- January 4, 2026
Sheila Jordan is a girl's girl.
She loves being a girl. She loves supporting girls. And, she loves working to empower girls.
"Girls are just fun," Jordan said. "Our needs are unique, but so are our gifts."
Jordan became the executive director at the Pace Center for Girls Volusia-Flagler in 2020. But it was in 2018 that she discovered Pace and its mission to help girls reach a path to graduation through academics, counseling and life skills training.
Back then, Jordan had been looking for a career change after spending about seven years working in state government in Louisiana. Her kids were older, and Jordan was thinking about what she wanted her future to look like, and she decided she'd like to return to the nonprofit world and move to Florida.
Jordan had spent 18 years of her career working with nonprofits — most of which she spent with City Year, an education organization that she said is like the domestic version of the Peace Corps. During her time with City Year, Jordan lived in South Africa for two years, and after Hurricane Katrina, she moved to Louisiana to help with relief efforts through the nonprofit.
In 2009, Jordan decided to start her own organization, Esteem Youth Programs. Her nonprofit provided camps for elementary school students that revolved around character development. After a while, though, the need for stable employment brought her to work in state government.
But it wasn't the kind of work she wanted to define her legacy.
"I did not like the pace of state government," Jordan said. "I feel like everything moves so, so slow and I also felt like I was too far away from where the work was happening. I always remembered how tactile I was with the work in my time in City Year and I just wanted that back."
Then she discovered Pace and was hired to be the executive director of the new center in Citrus County. When the director for the Volusia-Flagler location retired, Pace asked her to assume the position.
People often say their work is meaningful, Jordan said. Others say it's rewarding.
For Jordan, the work Pace does is affirming.

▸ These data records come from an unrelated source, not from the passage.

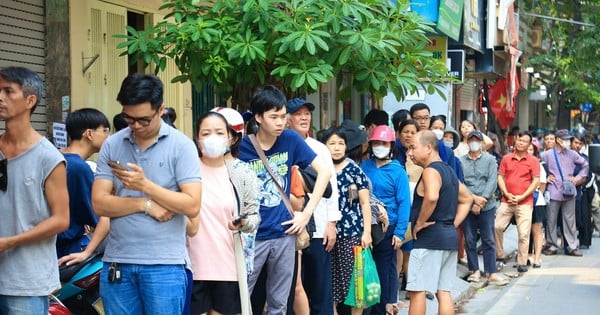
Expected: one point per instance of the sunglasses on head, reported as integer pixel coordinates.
(3, 174)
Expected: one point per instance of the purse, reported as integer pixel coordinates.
(302, 238)
(569, 190)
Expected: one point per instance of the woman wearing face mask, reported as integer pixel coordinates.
(390, 185)
(219, 285)
(466, 126)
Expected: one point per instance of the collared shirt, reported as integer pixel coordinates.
(518, 174)
(481, 177)
(171, 161)
(568, 160)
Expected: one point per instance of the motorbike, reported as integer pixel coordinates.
(80, 291)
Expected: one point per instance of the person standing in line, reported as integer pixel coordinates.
(518, 177)
(276, 236)
(354, 227)
(565, 158)
(481, 178)
(34, 199)
(390, 185)
(87, 129)
(440, 203)
(316, 259)
(220, 282)
(148, 177)
(585, 194)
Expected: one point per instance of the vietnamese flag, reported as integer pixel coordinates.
(498, 100)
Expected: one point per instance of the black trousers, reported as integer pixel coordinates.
(583, 209)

"It reminds me of the girl that I was and it gives me an opportunity to celebrate the girl that I am, and also to respect the girl I'm becoming," Jordan said. "That's the work we do with girls every day."
Jordan was nominated for a Standing O by Kathleen Trutschel, a past president with the Ormond-by-the-Sea Lions Club and 2025 Standing O. She recalled hearing Jordan speak about Pace Center's mission during a club meeting some time back, and it made an impact on her.
It's important that girls in need in the community have different outlets to help them, Trutschel said.
"It will help them get a better outlook and help them progress better in life," she said.
The Pace Center of Volusia-Flagler is currently working on a transformation of its own. Housed in a 100-year-old schoolhouse at 208 Central Ave. in Ormond Beach, the Pace Center is pursuing the construction of a $6.2 million new campus, slated to span 12,000 square feet at 410 Clyde Morris Blvd.
The new building, Jordan said, will allow them to serve 85 girls at a time. In their current building, they can only help about 50.
[Pace] will help them get a better outlook and help them progress better in life." —Kathleen Trutschel, 2025 Standing O

Jordan said she wants Pace to be known as a gathering place for girls and those who love girls; those who understand or wanted to understand girls and were willing to do what it took to help them be successful.
That success, Jordan explains, can come in the form of self-confidence, academic success and feeling good about oneself despite experienced challenges and traumas.
It's about seeing themselves on the other side of whatever challenge they're experiencing. Jordan recalled a piece of advice her grandmother once told her.
"I was upset because somebody was talking about me and she said to me, 'People of integrity expect to be believed, and when they're not, they let time prove them right,'" Jordan said. "... When I'm facing challenges that look opposite of what I want, often think of that and just say, 'In time, I can work my real picture.'"
Jordan is the oldest of three daughters of a single mom who worked multiple jobs. Growing up, the academic expectations were high. Her mom wanted to make sure her daughters went to college and had a bright future, and it was thanks to the resources in their community that Jordan said they were able to enjoy many of the experiences she did as a kid — from going to summer camps to cheerleading.
"I think like most young people, especially African American girls ... in Columbus, Ohio, if you don't have significant resources, it's easy to fall prey to a host of ills," Jordan said. "It just so happened that I experienced traumas that were not necessarily of my own doing, but it happened. I had to draw on my family's support and the community support to get through those."
That led to tutoring. Counseling. Mental health services.
Now she works for a nonprofit that offers those same supports to the group of people Jordan loves to celebrate and uplift.
Girls.
"We could never say in words what happens here," Jordan said. "We could not describe it in words. People might say it's transformational. People might say it's life-changing or all those sorts of words, but the reality is that friendships happen here. Learning happens here. Mistakes happen here — all kinds of self-awareness and things like that happen."